3 radial compressors

4 exhaust gas turbine

5 wave

6 charge air line

7 exhaust pipe

8 intercoolers

9 cooling water circuit

10 compressor housing

11 rotor, compressor wheel

12 moving blade

13 hub

14 flow channel

15 diffuser

16 spiral

17 air inlet housing

18 air outlet housing

19 diffuser plate

20 stator part, partition

21 bearing housing

22 rear wall

23 fastening sleeve

24 radial gap, separation gap

25 labyrinth seal recess

supply line

Drain line first cooling fluid

working medium

mainstream

leakage flow

sealing ring

Second cooling fluid supply channel

removal device

Claims

claims

1. A method for cooling the flow in radial gaps formed between rotors and stators of turbomachinery, characterized in that a stator part (20) adjacent to the radial gap (24) is acted upon by a first cooling fluid (29) and a second, gaseous cooling fluid (41) in the radial gap (24) is initiated.

2. The method according to claim 1, characterized in that the first cooling fluid (29) is introduced into a recess (26) formed in the stator part (20) or into a cavity arranged on the stator part (20).

3. The method according to claim 1 or 2, characterized in that water is used as the first cooling fluid (29).

4. The method according to claim 3, characterized in that fresh water from outside of a system consisting of an internal combustion engine (1), a charge air cooler (8) and an exhaust gas turbocharger (2) is used as the first cooling fluid (29).

5. The method according to claim 3, characterized in that existing in an internal combustion engine (1), an intercooler (8) and an exhaust gas turbocharger (2) existing water is used as the first cooling fluid (29).

6. The method according to claim 5, characterized in that in a cooling water circuit (9) of the charge air cooler (8) existing cooling water is used as the first cooling fluid (29) and the latter is branched upstream of the charge air cooler (8).

7. The method according to claim 1, characterized in that oil, helium or gases from low-temperature fluids are used as the first cooling fluid (29).

8. The method according to claim 1, characterized in that air, helium or gases from low-temperature fluids are used as the second, gaseous cooling fluid (41).
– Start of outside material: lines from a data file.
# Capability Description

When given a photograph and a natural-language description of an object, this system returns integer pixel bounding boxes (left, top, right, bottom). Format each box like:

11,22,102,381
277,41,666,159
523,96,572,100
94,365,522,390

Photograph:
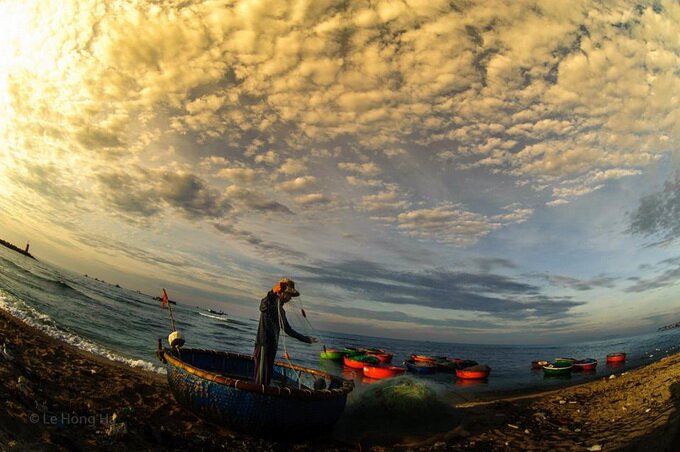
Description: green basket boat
319,348,347,361
341,347,366,356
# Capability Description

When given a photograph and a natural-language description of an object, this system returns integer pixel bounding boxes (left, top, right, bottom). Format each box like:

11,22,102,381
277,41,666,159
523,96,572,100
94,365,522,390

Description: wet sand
0,310,680,451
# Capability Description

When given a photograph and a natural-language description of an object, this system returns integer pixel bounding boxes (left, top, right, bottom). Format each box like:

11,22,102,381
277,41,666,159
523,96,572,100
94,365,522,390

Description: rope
276,296,302,389
296,300,326,352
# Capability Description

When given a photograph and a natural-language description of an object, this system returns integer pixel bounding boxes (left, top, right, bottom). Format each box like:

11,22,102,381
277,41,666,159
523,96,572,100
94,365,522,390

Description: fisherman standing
253,278,318,385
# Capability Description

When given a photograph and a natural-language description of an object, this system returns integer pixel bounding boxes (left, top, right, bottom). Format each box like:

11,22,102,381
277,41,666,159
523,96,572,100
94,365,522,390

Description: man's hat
272,278,300,297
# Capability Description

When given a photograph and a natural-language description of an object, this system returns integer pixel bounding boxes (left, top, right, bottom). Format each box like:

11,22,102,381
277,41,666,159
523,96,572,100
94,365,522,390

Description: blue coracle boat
158,348,354,436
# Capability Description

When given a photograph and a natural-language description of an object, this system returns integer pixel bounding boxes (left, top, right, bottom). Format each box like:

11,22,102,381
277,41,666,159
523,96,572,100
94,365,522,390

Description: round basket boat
553,358,576,364
366,352,394,364
607,352,626,363
543,363,574,375
158,349,354,437
319,348,346,361
456,364,491,380
364,366,406,379
411,353,446,364
574,358,597,370
343,355,380,370
531,360,550,369
404,359,437,375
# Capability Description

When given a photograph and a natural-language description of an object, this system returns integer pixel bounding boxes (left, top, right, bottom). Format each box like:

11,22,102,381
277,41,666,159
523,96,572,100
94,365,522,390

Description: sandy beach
0,311,680,451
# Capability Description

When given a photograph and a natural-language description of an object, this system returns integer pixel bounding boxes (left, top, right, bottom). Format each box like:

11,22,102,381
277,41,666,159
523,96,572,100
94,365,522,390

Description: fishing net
336,376,458,443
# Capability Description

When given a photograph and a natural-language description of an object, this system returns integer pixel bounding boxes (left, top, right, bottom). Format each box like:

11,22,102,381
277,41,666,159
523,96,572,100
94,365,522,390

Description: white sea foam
0,291,166,374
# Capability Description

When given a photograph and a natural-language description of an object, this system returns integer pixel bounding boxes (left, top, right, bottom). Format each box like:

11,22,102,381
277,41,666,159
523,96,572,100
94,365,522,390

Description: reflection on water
543,372,571,380
455,378,489,388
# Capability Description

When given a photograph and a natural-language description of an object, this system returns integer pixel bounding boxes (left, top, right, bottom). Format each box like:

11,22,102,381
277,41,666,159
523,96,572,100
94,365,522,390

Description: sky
0,0,680,344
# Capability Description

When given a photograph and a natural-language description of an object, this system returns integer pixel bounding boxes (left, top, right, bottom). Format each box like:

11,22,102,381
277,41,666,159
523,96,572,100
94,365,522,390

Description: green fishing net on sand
335,376,459,443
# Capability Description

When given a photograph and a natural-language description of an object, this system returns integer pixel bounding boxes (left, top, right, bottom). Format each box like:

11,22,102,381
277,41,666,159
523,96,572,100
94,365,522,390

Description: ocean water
0,246,680,396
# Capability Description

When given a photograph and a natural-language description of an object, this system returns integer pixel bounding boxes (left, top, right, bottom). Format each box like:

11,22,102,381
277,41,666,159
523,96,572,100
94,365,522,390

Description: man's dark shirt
255,290,312,350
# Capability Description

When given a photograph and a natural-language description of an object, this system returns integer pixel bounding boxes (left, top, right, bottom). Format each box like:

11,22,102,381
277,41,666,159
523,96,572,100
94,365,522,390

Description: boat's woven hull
167,350,351,436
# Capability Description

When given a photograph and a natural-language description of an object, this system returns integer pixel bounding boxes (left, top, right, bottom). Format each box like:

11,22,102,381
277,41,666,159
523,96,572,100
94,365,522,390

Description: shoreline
0,309,680,452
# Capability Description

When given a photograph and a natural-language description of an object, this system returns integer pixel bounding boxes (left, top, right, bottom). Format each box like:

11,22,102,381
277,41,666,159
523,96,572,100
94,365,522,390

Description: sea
0,246,680,399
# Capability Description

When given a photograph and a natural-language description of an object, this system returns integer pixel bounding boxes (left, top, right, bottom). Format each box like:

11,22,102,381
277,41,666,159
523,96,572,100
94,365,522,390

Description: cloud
397,205,500,246
214,221,307,263
224,185,293,215
338,163,381,177
295,260,584,320
628,174,680,242
279,176,316,193
295,193,331,205
547,275,618,291
96,168,232,220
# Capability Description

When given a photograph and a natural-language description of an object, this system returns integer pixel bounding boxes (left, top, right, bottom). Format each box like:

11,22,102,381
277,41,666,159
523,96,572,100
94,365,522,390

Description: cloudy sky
0,0,680,343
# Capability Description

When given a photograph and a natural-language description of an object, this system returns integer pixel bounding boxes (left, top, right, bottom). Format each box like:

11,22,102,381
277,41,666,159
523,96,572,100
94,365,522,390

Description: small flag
161,289,169,309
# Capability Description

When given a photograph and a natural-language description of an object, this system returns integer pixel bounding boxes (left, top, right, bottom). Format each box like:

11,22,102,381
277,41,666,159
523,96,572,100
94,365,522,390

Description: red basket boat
572,358,597,370
364,366,406,378
607,352,626,363
411,354,446,364
456,364,491,380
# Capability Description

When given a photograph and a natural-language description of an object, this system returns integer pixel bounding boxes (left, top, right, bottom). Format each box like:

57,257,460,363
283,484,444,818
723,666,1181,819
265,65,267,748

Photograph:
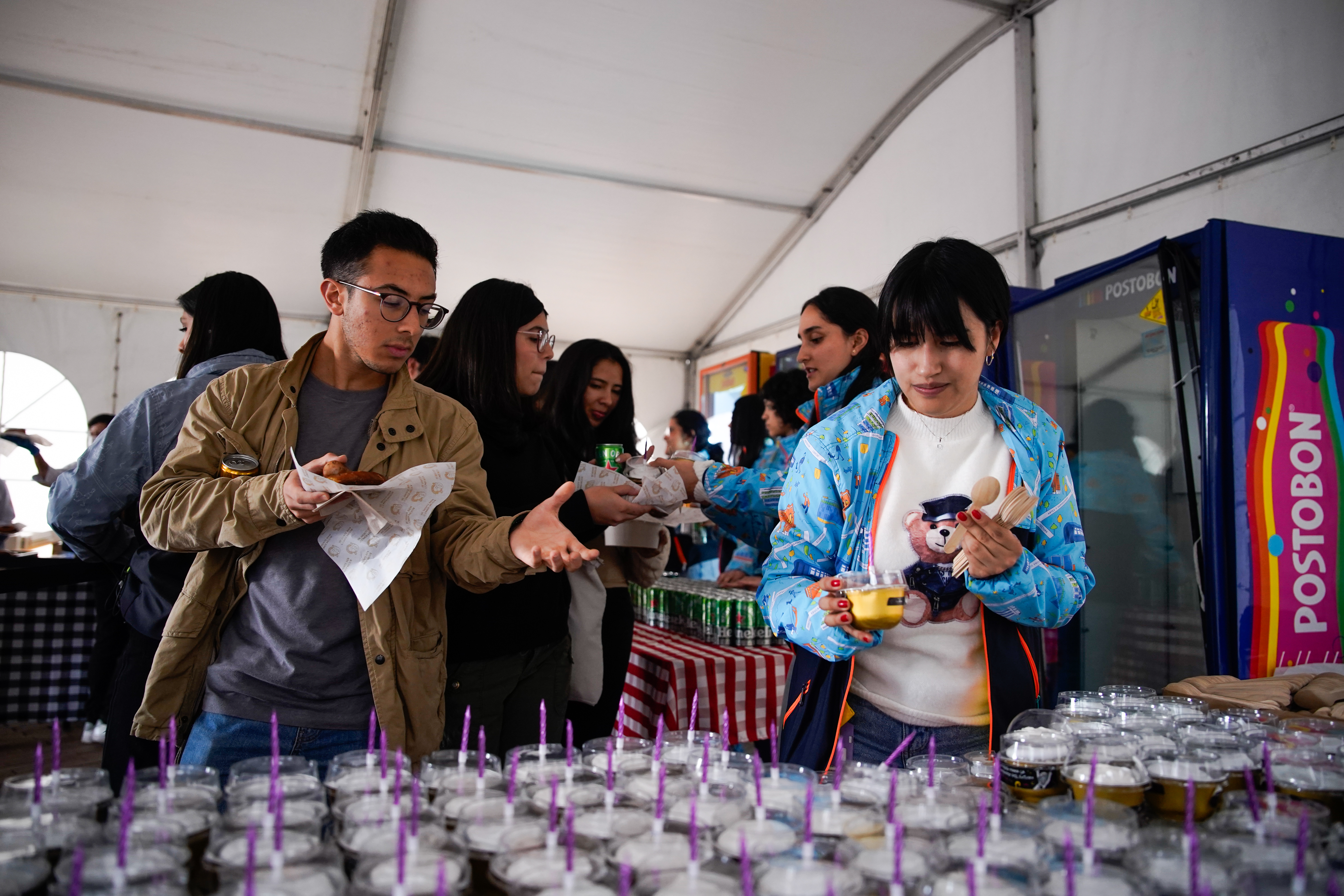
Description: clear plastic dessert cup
349,852,470,896
1064,733,1152,807
1144,747,1227,821
999,709,1074,802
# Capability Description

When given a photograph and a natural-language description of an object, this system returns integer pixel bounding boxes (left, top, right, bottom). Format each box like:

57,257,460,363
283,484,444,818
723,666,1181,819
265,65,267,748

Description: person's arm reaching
649,458,786,555
430,411,598,594
140,373,300,551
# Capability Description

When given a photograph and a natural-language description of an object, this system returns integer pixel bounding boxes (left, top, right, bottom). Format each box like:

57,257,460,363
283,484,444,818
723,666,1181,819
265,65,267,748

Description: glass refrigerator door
1012,254,1204,689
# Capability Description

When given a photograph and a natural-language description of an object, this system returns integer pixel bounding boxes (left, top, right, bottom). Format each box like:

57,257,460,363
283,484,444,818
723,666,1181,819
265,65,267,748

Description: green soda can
597,445,625,473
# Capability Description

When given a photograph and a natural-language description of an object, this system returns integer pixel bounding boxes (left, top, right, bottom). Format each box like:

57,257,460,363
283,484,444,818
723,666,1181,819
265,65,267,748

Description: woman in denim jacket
757,239,1094,768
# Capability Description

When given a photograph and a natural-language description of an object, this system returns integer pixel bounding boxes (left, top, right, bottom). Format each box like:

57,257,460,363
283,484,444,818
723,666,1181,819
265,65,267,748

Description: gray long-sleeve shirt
47,348,276,564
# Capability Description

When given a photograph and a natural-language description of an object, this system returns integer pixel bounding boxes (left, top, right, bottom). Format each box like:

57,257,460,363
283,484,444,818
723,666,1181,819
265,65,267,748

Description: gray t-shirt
204,373,387,729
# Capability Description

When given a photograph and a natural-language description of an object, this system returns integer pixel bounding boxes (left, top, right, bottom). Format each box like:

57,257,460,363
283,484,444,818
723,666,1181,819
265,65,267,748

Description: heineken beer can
597,445,625,473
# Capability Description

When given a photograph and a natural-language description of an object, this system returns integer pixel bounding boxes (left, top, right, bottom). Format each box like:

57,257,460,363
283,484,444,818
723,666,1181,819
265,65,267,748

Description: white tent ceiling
0,0,1005,352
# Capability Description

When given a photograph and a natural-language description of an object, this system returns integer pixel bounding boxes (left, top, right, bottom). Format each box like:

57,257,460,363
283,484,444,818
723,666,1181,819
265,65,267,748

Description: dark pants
102,623,159,793
566,588,634,745
444,635,573,758
85,580,126,725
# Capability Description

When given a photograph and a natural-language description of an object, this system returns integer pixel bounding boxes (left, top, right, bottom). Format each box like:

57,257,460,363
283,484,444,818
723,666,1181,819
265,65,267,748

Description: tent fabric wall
698,0,1344,376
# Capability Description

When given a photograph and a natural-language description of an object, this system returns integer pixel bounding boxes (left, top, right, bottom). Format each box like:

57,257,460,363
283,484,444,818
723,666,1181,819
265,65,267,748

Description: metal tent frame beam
691,0,1052,357
0,71,812,215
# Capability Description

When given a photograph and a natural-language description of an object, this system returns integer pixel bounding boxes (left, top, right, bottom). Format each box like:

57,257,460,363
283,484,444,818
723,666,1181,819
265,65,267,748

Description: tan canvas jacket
132,333,526,759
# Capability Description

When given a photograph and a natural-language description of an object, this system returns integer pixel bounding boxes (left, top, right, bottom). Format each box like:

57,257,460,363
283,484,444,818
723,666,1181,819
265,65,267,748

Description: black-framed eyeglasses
336,279,448,329
519,326,555,355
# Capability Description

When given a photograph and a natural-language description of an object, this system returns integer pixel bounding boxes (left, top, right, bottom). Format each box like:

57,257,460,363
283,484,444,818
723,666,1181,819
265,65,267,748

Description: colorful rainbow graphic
1246,321,1344,677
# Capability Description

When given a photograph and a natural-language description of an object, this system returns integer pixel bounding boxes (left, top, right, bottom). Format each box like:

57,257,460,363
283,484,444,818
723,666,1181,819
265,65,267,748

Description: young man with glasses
134,211,597,770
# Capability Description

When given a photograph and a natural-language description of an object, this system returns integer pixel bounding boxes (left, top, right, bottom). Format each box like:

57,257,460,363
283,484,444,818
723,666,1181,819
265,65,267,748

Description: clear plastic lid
55,846,188,889
219,865,345,896
1153,696,1208,719
417,750,504,787
1269,748,1344,793
574,809,653,841
1055,690,1110,716
130,782,219,811
337,822,466,861
0,825,46,879
903,752,970,784
757,858,863,896
714,818,800,860
351,852,472,896
136,766,224,799
206,830,331,870
1097,685,1157,702
222,799,328,834
575,737,653,775
999,709,1074,766
653,731,723,766
0,857,51,896
1142,747,1227,783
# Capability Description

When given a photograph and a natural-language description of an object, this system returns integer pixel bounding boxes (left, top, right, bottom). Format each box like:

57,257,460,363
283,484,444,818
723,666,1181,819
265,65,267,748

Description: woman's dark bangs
891,282,976,351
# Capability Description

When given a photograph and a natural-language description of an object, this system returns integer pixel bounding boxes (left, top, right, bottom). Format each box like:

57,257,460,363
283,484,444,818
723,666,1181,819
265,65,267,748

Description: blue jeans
849,693,989,767
181,712,368,775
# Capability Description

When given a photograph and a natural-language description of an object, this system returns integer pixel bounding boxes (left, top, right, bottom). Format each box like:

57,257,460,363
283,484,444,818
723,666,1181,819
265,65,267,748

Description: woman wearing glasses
418,279,649,754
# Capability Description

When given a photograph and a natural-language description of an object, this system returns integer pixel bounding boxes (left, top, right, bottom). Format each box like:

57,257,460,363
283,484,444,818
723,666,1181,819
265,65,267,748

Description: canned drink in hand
597,445,625,473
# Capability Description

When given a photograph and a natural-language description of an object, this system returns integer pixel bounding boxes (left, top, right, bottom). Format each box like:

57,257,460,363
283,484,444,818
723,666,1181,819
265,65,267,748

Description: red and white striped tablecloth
621,622,793,744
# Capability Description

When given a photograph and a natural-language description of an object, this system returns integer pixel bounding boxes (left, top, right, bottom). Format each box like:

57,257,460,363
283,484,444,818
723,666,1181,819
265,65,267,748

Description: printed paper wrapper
294,448,457,610
574,463,685,512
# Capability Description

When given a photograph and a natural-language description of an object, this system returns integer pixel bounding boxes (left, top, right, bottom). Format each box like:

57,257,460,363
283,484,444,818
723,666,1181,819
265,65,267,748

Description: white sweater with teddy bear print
852,398,1009,727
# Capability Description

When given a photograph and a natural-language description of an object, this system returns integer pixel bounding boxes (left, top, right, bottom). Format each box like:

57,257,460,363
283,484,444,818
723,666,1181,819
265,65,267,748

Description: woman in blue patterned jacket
653,286,886,556
718,368,812,591
757,239,1094,768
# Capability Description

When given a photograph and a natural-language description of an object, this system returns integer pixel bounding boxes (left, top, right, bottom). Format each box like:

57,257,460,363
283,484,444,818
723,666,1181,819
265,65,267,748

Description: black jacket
448,415,605,664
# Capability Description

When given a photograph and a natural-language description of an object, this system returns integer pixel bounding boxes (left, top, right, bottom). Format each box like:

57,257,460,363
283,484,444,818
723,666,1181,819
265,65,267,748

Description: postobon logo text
1246,321,1344,677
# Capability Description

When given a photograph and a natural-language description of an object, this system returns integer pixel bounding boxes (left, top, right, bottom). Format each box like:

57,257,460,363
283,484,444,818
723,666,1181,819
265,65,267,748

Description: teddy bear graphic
900,494,980,627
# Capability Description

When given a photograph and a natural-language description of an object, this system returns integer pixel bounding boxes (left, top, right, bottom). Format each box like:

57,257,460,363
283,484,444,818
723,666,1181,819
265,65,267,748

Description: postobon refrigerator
1007,220,1344,688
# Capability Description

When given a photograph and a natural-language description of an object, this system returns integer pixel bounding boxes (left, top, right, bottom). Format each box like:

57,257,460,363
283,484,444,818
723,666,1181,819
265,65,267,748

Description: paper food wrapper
290,451,457,610
574,463,685,510
574,458,710,525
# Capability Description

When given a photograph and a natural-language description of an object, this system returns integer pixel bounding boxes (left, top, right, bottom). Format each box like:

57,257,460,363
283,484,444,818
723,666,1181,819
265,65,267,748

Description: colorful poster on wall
1246,321,1344,677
9. The device for carrying out the method according to claim, in which a fixed stator part (20) is arranged to limit the radial gap (24) to the rotor (11), characterized in that a) at least one recess (26) in the interior of the stator part (20) ) or at least one cavity is arranged on the stator part (20) and the recess (26) or the cavity is connected both to a supply line (27) and to a discharge line (28) for the first cooling fluid (29) and b) at least one Feed channel (40) and a discharge device (42) for the second cooling fluid (41) are arranged on the radial gap (24).

10. The device according to claim 9, characterized in that the fixed stator part (20) is formed as part of a compressor housing (10) of a radial compressor (3) which the radial gap (24) to a rotating compressor wheel (11) of an exhaust gas turbocharger (2) limited.